A cold and blustery winter day, as far as you could see,

I was helping mama in the kitchen, fixing soup for midday dinner,

I was slicing mama’s home-made bread, with her jam it was a winner.

Pa was shoeing horses in the barn, an inside chore,

He loved his work completely, never thought it was a bore.

When mama said “What’s keeping Pa? He should be done by now–

You check ‘n see if he’s having problems with that onery sow”–

I took her shawl to wrap around my head and dashed outside–

the icy air made me gasp and tears came to my eyes.

Inside the barn, I shouted out, but did not hear Pa call;

I searched and found him lying, cold and still inside a stall;

I threw a blanket over him, then ran to get my ma.

She sent me to the neighbor’s and men came to move my pa.

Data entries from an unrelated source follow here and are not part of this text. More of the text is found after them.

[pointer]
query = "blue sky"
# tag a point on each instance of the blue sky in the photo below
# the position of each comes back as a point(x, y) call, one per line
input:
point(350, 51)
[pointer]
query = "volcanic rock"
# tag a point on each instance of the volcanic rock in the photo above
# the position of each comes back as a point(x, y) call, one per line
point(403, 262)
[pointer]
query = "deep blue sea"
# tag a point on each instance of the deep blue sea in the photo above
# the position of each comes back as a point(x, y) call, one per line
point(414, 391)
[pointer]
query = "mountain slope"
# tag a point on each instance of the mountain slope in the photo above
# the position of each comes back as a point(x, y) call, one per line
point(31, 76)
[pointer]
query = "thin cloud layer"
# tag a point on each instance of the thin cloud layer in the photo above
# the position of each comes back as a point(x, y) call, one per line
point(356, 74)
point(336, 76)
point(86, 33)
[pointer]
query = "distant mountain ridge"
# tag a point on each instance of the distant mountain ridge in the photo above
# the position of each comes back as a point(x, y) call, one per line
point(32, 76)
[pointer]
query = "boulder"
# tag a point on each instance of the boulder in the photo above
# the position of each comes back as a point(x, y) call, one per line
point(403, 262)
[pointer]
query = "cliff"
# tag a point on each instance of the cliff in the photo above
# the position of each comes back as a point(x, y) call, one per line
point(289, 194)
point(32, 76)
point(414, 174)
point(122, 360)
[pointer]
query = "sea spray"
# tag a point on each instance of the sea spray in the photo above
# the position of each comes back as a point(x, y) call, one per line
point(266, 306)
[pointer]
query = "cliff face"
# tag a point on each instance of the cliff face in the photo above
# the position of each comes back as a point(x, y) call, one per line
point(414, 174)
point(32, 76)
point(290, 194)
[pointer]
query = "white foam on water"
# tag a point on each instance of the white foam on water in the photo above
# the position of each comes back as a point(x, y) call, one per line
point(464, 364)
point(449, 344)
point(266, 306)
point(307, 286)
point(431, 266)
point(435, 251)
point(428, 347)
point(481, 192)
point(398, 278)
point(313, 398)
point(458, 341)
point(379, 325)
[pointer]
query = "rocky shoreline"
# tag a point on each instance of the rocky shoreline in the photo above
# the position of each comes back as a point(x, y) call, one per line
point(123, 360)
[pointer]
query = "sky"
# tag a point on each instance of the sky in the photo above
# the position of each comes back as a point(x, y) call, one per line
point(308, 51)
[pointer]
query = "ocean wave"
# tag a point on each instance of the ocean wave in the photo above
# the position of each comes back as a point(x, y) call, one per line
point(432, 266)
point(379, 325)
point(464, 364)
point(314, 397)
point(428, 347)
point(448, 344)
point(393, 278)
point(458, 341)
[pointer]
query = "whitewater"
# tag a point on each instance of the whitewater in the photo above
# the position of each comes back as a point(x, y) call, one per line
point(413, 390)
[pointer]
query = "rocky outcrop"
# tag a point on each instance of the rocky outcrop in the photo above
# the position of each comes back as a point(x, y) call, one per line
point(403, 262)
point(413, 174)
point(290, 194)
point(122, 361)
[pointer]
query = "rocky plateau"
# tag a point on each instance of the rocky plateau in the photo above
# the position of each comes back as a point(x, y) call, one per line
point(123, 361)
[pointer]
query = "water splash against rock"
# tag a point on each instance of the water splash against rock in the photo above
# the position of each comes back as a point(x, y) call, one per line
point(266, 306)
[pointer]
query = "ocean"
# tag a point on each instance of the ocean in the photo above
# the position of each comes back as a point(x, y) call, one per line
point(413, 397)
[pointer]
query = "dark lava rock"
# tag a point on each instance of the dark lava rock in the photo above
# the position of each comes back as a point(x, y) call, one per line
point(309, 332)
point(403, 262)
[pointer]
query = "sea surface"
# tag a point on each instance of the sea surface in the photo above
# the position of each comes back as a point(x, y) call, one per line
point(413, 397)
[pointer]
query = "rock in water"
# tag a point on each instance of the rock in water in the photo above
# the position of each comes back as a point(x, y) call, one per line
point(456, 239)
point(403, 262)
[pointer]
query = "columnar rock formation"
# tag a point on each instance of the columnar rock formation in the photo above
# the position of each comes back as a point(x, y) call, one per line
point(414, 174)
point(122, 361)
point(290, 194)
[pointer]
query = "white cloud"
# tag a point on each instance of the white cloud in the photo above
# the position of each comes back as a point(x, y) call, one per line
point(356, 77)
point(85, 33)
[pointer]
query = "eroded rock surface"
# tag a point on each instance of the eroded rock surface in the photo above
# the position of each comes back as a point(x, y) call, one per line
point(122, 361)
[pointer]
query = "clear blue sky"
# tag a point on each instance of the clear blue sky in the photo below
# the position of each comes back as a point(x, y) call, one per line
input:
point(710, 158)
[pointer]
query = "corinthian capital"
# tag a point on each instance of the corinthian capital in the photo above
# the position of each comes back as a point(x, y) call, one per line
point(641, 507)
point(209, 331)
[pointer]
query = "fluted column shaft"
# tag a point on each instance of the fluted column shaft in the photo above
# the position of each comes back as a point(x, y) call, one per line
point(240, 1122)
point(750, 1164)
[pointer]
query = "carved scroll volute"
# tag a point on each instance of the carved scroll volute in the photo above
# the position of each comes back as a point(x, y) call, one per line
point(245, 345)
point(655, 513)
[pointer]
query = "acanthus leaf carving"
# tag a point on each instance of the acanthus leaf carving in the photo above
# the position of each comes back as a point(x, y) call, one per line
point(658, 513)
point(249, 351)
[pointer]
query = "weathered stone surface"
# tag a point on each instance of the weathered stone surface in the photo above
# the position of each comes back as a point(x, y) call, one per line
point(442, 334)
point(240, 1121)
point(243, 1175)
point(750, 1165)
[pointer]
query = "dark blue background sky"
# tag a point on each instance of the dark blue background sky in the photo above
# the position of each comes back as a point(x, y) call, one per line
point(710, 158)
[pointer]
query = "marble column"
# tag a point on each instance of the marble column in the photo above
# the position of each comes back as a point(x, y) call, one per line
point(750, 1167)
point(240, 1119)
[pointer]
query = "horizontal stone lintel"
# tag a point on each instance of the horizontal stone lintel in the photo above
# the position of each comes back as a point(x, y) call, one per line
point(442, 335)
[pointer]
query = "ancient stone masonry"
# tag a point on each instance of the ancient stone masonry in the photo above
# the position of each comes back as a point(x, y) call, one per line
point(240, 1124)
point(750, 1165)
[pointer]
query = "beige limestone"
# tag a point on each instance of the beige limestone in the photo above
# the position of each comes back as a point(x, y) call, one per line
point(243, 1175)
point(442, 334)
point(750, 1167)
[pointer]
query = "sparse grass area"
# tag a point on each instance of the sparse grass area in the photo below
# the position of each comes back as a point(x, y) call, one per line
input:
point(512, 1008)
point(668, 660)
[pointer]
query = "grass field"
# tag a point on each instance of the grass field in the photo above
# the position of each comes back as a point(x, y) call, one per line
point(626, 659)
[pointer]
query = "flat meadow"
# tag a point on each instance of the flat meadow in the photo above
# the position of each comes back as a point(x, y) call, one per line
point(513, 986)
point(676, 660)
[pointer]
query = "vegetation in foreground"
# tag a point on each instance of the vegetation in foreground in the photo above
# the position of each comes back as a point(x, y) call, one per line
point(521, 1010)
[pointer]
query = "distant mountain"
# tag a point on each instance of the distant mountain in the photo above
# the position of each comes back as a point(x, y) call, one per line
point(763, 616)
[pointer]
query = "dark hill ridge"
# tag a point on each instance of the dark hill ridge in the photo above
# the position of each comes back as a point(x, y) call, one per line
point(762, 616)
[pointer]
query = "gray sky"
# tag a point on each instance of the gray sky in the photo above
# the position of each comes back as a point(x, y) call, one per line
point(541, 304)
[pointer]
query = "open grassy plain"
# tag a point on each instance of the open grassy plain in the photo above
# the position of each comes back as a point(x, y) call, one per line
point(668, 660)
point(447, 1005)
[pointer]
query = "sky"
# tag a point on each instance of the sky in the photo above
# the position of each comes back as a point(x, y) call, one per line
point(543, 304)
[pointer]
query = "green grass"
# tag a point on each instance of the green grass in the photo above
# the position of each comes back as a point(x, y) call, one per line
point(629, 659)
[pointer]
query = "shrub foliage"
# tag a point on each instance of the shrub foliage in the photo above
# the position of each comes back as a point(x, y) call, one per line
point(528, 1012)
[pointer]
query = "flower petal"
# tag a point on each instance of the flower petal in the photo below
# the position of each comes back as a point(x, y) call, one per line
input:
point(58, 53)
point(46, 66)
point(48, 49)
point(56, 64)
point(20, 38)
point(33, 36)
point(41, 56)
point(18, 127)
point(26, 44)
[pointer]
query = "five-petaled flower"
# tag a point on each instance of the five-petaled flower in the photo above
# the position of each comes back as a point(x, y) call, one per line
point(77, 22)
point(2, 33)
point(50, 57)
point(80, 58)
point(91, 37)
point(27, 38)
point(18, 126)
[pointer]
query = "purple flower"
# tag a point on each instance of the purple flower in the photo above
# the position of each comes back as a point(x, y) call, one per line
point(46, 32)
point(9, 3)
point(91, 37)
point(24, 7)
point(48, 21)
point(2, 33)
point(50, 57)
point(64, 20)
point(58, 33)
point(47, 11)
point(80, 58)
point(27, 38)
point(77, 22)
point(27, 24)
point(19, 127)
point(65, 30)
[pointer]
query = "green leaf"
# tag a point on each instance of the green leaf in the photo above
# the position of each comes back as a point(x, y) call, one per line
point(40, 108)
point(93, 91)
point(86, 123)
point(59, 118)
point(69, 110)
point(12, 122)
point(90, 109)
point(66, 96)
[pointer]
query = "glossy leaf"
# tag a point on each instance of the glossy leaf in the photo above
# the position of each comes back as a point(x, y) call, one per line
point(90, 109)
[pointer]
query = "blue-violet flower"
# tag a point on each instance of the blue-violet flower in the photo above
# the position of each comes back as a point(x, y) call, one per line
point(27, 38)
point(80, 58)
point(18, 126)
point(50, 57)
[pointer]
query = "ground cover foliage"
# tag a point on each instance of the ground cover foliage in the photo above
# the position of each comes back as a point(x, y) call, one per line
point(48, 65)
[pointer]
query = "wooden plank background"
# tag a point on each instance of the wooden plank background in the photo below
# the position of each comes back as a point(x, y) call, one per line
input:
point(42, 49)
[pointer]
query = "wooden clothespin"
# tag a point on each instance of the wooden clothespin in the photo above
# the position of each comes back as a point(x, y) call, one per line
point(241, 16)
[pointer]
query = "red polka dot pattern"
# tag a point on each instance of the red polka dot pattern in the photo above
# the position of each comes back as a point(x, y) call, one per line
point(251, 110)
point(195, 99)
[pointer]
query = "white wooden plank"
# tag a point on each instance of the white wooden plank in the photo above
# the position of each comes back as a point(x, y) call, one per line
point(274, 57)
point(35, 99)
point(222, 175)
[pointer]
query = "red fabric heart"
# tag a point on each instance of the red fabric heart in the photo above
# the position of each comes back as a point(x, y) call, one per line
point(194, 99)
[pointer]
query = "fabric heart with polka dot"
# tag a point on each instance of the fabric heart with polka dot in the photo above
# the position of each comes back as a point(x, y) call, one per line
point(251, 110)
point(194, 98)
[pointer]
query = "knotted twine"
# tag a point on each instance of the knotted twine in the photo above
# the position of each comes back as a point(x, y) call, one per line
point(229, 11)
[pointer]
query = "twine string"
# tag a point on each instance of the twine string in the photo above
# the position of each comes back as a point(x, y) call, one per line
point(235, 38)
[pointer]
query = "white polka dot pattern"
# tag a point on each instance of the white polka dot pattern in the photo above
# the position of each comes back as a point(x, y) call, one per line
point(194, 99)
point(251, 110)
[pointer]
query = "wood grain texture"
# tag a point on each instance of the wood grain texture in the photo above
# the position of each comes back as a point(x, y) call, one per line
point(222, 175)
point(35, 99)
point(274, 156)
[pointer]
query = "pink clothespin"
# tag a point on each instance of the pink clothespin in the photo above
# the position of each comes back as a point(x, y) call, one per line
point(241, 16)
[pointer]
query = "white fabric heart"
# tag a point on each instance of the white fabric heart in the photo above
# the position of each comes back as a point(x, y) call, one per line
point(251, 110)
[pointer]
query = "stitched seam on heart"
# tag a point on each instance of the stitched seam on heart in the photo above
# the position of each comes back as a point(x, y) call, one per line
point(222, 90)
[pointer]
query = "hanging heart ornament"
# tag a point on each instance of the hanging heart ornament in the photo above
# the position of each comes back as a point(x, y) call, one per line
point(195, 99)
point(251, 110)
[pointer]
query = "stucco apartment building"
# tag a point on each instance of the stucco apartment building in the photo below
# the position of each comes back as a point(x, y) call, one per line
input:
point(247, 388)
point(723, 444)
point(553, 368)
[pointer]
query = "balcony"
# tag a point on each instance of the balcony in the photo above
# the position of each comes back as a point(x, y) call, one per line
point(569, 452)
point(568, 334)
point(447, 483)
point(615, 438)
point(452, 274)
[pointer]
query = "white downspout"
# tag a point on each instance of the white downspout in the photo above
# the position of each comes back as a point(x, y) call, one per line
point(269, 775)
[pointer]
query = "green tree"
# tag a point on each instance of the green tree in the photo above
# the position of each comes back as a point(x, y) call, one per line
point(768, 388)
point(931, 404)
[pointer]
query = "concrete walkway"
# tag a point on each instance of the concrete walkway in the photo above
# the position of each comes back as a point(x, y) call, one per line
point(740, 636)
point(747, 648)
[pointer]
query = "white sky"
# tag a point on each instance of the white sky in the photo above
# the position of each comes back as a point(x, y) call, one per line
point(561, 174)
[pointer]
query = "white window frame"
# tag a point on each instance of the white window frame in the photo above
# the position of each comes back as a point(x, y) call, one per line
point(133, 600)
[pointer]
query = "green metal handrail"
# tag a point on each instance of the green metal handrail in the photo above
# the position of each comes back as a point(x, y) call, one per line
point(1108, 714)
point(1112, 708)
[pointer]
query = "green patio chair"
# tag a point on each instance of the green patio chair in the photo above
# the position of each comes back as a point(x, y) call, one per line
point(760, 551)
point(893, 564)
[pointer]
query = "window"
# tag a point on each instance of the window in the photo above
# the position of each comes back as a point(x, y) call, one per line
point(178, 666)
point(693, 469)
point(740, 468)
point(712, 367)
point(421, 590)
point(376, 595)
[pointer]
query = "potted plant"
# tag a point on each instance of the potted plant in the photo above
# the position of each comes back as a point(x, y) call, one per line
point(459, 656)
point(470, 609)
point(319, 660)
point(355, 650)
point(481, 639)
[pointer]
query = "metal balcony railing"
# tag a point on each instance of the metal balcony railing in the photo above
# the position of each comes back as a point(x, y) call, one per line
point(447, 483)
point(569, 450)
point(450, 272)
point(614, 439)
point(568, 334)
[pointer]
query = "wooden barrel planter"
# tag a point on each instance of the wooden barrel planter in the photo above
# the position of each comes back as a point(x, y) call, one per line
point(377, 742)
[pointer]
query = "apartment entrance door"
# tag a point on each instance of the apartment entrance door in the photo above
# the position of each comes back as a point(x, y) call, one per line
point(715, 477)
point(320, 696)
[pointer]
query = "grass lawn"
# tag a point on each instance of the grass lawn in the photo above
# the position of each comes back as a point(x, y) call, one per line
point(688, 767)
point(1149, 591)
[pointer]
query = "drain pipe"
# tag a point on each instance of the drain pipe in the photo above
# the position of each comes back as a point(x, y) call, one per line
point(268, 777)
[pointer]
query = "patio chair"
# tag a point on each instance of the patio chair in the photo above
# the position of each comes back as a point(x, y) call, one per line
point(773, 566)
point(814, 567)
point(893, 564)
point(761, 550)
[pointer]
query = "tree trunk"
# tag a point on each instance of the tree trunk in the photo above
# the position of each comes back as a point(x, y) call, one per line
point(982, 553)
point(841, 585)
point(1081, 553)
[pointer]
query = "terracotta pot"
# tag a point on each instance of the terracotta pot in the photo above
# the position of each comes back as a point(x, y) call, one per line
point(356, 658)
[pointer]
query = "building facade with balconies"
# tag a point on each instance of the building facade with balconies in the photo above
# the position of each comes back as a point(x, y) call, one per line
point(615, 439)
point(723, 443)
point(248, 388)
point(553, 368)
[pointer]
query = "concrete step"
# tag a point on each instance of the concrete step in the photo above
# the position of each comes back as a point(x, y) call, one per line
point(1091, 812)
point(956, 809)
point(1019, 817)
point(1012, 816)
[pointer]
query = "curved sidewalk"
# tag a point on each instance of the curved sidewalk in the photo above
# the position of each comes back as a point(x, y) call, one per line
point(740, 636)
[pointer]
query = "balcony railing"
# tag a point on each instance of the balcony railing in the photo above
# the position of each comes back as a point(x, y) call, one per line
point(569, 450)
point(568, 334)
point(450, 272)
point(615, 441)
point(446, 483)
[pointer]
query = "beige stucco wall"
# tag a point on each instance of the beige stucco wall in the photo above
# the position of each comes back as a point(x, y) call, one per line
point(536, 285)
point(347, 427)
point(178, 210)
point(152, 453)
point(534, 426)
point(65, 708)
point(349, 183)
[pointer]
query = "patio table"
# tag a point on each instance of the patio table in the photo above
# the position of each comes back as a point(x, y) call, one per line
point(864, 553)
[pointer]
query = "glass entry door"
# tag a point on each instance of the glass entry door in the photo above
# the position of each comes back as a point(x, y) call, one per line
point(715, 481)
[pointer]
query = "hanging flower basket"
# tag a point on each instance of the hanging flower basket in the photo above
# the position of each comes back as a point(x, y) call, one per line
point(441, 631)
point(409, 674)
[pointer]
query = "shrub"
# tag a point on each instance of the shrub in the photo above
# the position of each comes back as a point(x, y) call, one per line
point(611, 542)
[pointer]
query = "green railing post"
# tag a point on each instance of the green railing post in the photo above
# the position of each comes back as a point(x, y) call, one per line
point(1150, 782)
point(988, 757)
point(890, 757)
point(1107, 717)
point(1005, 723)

They put him in the bedroom and one rode to town for doc;

They made good time and hurried and arrived at one O’clock.

My pa had suffered from a stroke and could not speak or walk,

He could not stand or dress himself –he could not even talk.

So it fell upon my shoulders to take care of all the farm;

Folks said it wasn’t sightly for a girl; my mama said “No harm“;

Come spring, the neighbor’s sons returned; they plowed and planted seed–
Ma told them she would share our crops; they said there was no need.

I worked along those husky lads and soon one caught my eye;

I thought that I would marry him,  someday by-and-by…

But for now there’s ma and me, taking care of pa;

It was a year of hardship, the worst we ever saw.

My mother aged, taking care of him in every way,

While I grew strong and brown-skinned tending to the farm all day,

But came a morning when my ma could not get pa to wake,

He died while she was sleeping; I thought her heart would break.

And after Pa was buried, ma sat in her chair all day,

On the front porch, watching, as the hours whiled away,

Until one day she brightened and she called for me to see–

there’s papa, out there waiting” that’s what she said to me,

And that night she joined him; she wanted me to know,

that where he went, she’d follow; she couldn’t wait to go.

And yes, I wed the neighbor’s son, as soon as it was fittin’

He got me and the farm, and both of us were smitten;

Our first child was a little boy–we named him after Pa,

And when I had a little girl, we named her after ma.

Sandra Lee Smith

Originally written in 2012 in memory of my life partner, Robert, who passed away September 22, 2011. I wanted to write something to go with my American Childhood series and this felt just right.